We ended up sliding off the firelane and into my neighbor's wheat. It was a sick feeling. After moving forward, backward, and sideways and accomplishing exactly nothing except totalling about 100 SF of wheat, we did the only logical thing. We took the horses out. Mac was just a tiny tad bit FREAKED OUT. But they trudged through the wheat to the firelane, and my daughter Kate and the daughter of the friend who loaned the trailer took them back down to our driveway then up our driveway to the house and then the pasture. I called my husband repeatedly until I got him, and he walked back down with them to try to free the trailer.

In the meantime, I had managed through repetitive back and forth, rather skillfully done I thought, to get the trailer straightened out and lined up with the firelane. But still in the wheat. Then it simply would not go forward any more. It was the Viet Nam Draft Resistance of vehicular immobility - Hell No I Won't Go. I was sooo careful too, using my trailering mode, using 4WD Low, very light on the gas, all that. Nada. Bupkus.
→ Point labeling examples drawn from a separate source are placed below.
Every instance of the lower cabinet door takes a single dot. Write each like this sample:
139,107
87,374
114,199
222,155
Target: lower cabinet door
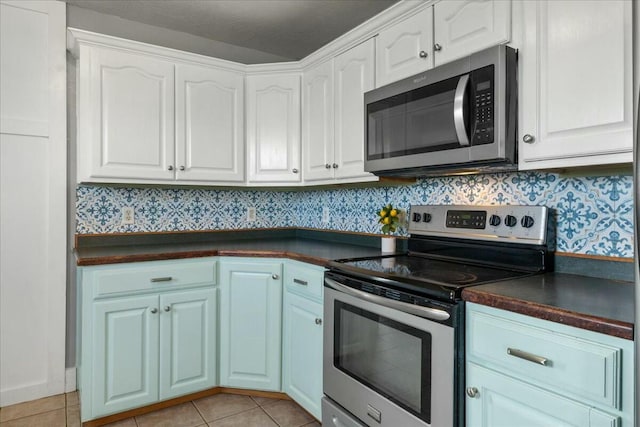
188,342
502,401
302,352
250,324
125,358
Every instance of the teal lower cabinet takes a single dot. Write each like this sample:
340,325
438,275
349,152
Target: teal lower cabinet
250,323
302,335
146,332
522,371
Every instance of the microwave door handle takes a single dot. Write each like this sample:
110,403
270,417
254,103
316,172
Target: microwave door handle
458,116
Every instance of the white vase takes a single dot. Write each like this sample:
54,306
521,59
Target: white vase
388,244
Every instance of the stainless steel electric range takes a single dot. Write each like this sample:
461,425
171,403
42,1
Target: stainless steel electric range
394,324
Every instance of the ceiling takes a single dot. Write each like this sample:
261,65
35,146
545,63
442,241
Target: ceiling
291,29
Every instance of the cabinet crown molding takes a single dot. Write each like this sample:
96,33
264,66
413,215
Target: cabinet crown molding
77,37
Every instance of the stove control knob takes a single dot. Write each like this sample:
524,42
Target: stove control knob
527,221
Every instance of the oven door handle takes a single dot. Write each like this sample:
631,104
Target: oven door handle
418,310
458,110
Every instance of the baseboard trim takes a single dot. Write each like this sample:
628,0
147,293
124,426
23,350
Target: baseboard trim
182,399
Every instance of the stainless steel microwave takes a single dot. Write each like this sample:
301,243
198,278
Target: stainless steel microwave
459,117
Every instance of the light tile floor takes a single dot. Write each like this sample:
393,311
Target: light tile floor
220,410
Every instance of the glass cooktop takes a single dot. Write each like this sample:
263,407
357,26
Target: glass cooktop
419,269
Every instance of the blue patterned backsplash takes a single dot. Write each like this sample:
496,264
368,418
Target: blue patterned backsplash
593,215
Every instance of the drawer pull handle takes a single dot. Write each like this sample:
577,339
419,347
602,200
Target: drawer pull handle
528,356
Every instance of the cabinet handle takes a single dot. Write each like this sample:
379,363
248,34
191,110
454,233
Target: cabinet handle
528,356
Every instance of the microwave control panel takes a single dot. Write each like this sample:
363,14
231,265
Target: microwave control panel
482,81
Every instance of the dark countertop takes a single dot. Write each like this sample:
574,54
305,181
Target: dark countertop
308,250
594,304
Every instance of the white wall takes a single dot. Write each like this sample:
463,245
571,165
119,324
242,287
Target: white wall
33,241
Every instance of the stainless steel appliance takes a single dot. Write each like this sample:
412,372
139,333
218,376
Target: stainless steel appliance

John gets there, climbs in, and just pulls forward. I hate men. But eventually he too ran into trouble, and so the girls and I climbed into the bed of the truck to put more weight over the wheels. And John managed to get the trailer backed down the firelane. That's when the bees struck.

Apparently, The Bee Man had a few escapees. And they all, and there were a lot, took up residence in the blackberry bushes and trees along my driveway near the juncture with this firelane. I think they were more than a little pissed off about losing their hive. Maybe they thought we were the new queen. At any rate, they came after us big time. Kate looked like some sort of tropical exotic dancer bent over, feet wide apart and hands on knees, shaking her head in circles with her hair flying around and around, because she had a bee stuck in her hair. I thought she looked like a lunatic. Until I got the bee out of her hair and it flew straight into mine. Then I was the one shrieking and dancing and acting the fool. That one damn bee had it in for us, and every time we got it out of our hair it flew right back at us. Eventually we outran the bees, unstuck the trailer, and took off to get Barney. He was transported without incident, and we stopped at the bottom of the driveway to unload and walk him up. Now THAT'S a plan.

So this whole operation took over 5 1/2 hours. We are indebted to the young woman who gave up her afternoon and her trailer to help us, and I am hopeful she did not report the entire afternoon as time spent among dangerous and irresponsible people. And the bottom line is that there are now three horses in a pasture not far from my back door, which they share with a llama and the occasional deer, and I can gaze upon them to my heart's delight.

I am sure it will be less than five years until I stop having nightmares about sliding backwards down the hill of mud with a trailer full of horses. I am sure there were some lessons learned there today. But for now, I am just going to bed!